Sayim is an older Pakistani man who befriends Tariq in prison in Pakistan. When Tariq is released, he goes to Murree to find work in a hotel owned by Sayim’s brother, Sayeed.
Abdul Sharif is the name given by a stranger who comes to tell Laila that Tariq is dead. Later, it is revealed that he is a friend of Rasheed’s, whom Rasheed has paid to lie to Laila.
Tariq is Laila’s childhood friend and sweetheart. Tariq, an ethnic Pashtun, has only one leg as a result of being injured by a Soviet land mine. He is separated from Laila when his family flees to Pakistan during the war, but promises to come back for her. Laila is led to believe he is dead, but he eventually does return for her and they run away to Pakistan together. Unlike Rasheed, Tariq respects women as equals and truly loves Laila. He is the real father of her daughter Aziza.
King Zahir Shah
The last king of Afghanistan, the Shah ruled for forty years until he was overthrown in 1973 by Daoud Khan.

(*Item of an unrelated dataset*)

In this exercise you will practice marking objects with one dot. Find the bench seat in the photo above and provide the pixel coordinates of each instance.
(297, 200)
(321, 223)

Zalmai is Laila’s son by Rasheed. Rasheed spoils his son while neglecting his daughter, Aziza. As a result, the toddler Zalmai learns to treat his mother and Mariam rudely while in his father’s presence. Zalmai tells his father about Laila’s visit from Tariq, leading to Rasheed’s near-fatal attack on Laila. He eventually accepts Tariq as his father.
Zaman is the director of an orphanage in Kabul where Aziza is sent to live when the family falls on hard times. Zaman believes in education even if the Taliban do not, and secretly teaches the orphans at his shelter. Later, Laila returns to Kabul and helps Zaman renovate the orphanage.